Figure 2: Speedup on MUSE

efficiency_graph_ee_muse

Figure 3: Efficiency on MUSE

Figure 2 shows the speedup being over the number of processing elements. How is this possible? This becomes possible if the program acheived super linear speedup. In this PHOLD simulation the speedup was impressive. Hence, the efficiency will be above 1 for all increasing nodes as shown in figure 3. Does this mean that MUSE scales well? One more experiment is needed to show scalability.

Here is the reasoning for the next test. If MUSE efficiency is above one for each increasing node, then as the workload increases and as the number of compute node increase, then the execution times for all cases in the test should be relatively the same. Right?

The idea will be to adjust the number of nodes while trying to maintain the number of agents to compute node ratio roughly consistent. Starting from one node and moving up to 32 nodes in power of twos. Also incrementing our agents such that at any given configuration each compute node works with around 8000 to 10,000 agents.

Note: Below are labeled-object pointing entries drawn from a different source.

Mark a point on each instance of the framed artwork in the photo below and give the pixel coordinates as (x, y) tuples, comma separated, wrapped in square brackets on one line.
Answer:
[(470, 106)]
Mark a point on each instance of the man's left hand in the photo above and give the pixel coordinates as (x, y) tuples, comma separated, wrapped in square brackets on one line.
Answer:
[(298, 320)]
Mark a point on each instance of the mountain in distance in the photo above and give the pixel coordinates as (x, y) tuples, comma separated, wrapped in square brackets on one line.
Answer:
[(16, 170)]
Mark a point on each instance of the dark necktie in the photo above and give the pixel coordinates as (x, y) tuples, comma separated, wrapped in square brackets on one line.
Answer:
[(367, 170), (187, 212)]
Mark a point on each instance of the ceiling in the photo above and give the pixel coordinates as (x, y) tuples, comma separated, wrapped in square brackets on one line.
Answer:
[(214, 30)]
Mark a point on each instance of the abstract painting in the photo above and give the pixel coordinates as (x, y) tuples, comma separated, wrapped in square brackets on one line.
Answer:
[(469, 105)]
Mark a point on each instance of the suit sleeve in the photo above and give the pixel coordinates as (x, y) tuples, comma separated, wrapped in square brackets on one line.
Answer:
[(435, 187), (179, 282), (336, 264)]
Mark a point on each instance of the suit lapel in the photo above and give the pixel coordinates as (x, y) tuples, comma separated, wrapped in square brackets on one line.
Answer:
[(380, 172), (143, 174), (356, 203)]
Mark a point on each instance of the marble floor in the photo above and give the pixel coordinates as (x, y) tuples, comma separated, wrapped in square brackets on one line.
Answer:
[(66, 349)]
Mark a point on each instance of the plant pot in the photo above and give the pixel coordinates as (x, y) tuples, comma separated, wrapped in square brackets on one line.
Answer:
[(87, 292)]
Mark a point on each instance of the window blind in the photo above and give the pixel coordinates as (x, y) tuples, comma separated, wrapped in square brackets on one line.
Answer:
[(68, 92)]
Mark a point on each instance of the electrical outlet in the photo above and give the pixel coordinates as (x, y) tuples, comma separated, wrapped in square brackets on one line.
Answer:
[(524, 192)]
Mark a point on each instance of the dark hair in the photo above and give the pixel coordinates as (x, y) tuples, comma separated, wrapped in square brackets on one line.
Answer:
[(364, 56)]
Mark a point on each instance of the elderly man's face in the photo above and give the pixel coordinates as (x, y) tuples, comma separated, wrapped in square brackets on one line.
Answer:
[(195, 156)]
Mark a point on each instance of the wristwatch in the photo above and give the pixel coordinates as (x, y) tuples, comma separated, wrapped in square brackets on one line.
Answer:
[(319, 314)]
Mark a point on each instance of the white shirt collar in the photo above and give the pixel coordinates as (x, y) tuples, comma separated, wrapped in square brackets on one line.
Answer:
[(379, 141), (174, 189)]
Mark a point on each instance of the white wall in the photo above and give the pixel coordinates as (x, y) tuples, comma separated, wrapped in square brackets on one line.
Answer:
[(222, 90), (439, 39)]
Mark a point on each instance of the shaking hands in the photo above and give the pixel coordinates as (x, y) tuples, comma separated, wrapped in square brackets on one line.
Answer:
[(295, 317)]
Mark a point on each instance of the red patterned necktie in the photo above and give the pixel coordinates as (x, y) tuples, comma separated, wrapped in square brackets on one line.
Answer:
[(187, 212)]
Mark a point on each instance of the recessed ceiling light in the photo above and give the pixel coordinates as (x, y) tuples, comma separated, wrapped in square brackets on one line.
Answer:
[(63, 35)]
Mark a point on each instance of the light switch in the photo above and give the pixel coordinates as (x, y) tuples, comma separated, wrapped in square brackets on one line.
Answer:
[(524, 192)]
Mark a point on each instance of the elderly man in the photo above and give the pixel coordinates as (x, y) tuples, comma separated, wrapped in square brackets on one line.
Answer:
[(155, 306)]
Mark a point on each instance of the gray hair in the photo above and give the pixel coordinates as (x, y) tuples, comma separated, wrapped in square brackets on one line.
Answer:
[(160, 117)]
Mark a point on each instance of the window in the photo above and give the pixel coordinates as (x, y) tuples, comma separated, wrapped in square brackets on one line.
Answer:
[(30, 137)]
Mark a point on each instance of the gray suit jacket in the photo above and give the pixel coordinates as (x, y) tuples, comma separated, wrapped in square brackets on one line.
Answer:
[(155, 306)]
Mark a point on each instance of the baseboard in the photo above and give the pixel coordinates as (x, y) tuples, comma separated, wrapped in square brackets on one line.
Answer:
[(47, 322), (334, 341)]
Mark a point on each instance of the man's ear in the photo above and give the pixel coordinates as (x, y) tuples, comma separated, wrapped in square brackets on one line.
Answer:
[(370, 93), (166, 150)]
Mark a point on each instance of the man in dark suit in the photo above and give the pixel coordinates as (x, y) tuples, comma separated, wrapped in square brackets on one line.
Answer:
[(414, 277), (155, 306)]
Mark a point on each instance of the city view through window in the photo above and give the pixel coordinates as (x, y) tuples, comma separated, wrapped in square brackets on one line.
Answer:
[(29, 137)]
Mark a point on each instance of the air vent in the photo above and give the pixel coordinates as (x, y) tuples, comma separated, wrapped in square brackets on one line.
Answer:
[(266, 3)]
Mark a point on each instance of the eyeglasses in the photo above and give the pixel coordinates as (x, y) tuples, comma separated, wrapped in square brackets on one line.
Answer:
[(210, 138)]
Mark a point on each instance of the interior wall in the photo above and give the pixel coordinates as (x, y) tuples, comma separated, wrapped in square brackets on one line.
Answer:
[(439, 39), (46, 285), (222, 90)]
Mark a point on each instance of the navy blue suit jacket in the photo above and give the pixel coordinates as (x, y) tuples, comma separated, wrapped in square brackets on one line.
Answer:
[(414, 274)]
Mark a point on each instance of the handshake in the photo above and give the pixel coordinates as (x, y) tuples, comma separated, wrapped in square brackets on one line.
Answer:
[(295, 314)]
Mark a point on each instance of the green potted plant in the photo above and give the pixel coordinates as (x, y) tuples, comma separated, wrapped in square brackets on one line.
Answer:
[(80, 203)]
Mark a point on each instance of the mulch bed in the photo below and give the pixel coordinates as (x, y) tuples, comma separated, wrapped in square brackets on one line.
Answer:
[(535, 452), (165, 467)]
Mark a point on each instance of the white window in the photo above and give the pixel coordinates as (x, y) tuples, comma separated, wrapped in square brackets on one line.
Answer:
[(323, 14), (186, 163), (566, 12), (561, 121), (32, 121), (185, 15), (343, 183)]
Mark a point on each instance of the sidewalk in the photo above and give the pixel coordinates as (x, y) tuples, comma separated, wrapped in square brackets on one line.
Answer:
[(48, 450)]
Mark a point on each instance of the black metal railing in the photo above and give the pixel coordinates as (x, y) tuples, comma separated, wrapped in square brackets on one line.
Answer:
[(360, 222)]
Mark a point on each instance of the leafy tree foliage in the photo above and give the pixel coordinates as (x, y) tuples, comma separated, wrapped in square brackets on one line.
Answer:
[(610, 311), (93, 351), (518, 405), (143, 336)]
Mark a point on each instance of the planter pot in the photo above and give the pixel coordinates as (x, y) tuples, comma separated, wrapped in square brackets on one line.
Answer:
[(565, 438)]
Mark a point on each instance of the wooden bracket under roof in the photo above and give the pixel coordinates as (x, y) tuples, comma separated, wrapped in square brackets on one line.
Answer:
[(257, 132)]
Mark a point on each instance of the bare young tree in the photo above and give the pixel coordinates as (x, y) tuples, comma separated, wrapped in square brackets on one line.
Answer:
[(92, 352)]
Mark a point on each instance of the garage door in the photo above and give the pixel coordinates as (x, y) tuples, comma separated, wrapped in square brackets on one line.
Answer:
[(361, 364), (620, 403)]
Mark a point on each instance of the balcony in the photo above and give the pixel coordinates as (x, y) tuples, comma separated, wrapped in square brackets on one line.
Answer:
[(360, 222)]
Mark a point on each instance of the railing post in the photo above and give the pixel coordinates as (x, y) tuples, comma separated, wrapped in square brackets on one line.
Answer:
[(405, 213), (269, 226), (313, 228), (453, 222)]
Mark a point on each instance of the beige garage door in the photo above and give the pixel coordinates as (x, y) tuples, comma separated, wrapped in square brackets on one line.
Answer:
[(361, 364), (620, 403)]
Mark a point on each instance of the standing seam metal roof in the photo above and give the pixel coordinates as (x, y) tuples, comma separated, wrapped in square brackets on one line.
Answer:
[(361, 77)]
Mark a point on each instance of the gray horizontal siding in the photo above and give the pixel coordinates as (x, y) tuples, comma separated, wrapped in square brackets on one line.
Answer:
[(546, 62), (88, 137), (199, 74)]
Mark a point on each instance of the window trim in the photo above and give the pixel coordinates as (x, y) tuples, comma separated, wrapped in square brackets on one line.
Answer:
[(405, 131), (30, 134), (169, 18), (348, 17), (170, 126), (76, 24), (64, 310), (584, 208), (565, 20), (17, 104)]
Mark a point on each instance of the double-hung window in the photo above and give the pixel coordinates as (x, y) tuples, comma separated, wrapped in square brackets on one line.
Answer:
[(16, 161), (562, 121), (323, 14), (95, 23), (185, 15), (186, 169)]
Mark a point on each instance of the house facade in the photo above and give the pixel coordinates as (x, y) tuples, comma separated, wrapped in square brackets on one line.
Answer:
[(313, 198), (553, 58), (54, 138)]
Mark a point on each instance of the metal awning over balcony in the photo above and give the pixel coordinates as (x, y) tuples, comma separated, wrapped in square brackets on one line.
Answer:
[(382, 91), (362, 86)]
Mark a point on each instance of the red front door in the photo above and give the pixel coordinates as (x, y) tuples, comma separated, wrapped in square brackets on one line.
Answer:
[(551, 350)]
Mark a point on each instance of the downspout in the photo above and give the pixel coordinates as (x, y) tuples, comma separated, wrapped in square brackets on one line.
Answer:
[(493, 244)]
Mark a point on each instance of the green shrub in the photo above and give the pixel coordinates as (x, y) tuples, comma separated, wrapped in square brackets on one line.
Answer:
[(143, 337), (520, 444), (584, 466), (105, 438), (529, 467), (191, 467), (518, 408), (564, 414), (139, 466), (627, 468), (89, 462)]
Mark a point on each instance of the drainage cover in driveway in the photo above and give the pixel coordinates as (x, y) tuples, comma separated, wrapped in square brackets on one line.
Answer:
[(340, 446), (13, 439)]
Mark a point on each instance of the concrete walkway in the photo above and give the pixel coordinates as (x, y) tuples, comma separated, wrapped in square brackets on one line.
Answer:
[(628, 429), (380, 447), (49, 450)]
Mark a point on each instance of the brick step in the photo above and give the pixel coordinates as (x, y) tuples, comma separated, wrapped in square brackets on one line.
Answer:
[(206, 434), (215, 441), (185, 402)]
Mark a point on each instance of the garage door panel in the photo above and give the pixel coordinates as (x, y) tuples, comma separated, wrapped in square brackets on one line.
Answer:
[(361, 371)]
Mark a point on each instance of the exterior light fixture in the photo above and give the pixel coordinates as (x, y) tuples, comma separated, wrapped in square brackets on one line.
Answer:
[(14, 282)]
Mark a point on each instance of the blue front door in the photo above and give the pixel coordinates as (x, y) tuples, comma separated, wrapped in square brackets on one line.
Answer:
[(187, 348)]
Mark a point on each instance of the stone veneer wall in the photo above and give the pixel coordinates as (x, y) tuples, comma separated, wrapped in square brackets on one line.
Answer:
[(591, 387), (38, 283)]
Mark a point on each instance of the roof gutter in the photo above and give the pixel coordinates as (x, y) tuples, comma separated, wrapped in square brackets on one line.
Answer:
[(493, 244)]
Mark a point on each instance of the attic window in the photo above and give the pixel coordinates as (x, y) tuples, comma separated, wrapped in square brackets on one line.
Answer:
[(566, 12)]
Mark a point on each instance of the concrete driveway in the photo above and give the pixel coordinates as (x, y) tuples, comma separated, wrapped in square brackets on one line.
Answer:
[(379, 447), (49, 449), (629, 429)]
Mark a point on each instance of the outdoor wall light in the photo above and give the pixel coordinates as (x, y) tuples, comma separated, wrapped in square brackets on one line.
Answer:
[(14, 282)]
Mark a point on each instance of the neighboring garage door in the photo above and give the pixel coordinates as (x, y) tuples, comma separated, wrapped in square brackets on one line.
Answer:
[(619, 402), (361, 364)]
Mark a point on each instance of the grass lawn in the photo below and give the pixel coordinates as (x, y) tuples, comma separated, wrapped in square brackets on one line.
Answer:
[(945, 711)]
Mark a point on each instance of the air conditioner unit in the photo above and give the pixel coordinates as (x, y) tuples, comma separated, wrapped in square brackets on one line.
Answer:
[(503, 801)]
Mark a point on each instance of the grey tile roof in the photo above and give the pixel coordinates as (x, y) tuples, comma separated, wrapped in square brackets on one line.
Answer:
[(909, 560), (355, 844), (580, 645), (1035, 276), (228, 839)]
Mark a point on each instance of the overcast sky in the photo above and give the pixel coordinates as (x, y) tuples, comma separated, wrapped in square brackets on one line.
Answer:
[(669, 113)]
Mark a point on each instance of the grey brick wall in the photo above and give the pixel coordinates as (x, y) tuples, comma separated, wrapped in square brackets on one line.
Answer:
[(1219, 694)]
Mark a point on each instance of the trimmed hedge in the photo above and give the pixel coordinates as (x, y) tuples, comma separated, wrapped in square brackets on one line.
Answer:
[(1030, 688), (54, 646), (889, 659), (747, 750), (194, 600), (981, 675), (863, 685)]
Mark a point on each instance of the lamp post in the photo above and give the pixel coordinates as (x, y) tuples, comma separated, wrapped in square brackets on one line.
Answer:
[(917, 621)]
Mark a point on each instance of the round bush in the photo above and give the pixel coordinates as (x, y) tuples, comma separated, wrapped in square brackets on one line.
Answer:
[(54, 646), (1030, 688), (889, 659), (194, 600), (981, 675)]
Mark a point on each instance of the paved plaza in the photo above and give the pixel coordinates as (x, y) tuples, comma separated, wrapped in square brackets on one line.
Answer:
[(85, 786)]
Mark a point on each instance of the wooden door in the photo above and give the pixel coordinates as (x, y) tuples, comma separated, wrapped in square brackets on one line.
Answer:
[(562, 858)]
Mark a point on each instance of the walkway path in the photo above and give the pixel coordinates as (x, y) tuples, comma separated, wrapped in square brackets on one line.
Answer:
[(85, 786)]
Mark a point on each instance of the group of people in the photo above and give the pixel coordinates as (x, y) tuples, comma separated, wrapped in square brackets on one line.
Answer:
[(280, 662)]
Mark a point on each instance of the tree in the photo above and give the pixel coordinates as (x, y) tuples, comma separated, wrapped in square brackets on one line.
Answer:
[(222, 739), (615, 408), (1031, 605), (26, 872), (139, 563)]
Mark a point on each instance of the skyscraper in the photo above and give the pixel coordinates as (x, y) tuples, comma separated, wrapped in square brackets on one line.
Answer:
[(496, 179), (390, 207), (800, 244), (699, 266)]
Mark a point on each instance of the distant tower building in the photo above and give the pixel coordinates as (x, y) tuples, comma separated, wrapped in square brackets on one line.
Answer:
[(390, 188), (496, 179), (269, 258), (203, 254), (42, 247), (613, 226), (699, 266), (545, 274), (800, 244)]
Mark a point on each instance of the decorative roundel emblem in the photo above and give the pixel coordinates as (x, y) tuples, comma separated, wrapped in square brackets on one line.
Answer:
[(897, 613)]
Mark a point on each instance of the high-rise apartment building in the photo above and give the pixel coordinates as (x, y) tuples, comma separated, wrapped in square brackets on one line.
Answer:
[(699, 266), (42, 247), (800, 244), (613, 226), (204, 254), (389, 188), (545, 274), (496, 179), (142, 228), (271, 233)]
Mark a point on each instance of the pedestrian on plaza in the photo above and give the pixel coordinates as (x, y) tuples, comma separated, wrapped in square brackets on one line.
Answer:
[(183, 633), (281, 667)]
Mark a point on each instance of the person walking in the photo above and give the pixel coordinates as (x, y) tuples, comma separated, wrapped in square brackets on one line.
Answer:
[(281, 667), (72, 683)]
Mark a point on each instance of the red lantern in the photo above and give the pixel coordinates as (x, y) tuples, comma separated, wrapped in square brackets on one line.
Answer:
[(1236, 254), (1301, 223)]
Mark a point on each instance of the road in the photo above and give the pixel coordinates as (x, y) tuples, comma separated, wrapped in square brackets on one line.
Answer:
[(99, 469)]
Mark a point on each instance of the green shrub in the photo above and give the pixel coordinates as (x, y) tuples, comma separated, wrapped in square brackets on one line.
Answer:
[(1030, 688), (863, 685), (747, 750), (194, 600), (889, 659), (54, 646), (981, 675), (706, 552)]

increase_agents_and_nodes_ee_muse_table

Table 3: Execution time with increasing agents and nodes

increase_agents_and_nodes_ee_muse_graph

Figure 4: PHOLD on MUSE with increasing agents and nodes

The first experiment observed super linear speedup and excellent efficiency with MUSE. The second experiment proved that as the number of agents increased and the number of nodes increased, execution time remained comparatively constant. This trend is that last piece of data needed to conclude that indeed MUSE is a scalable framework.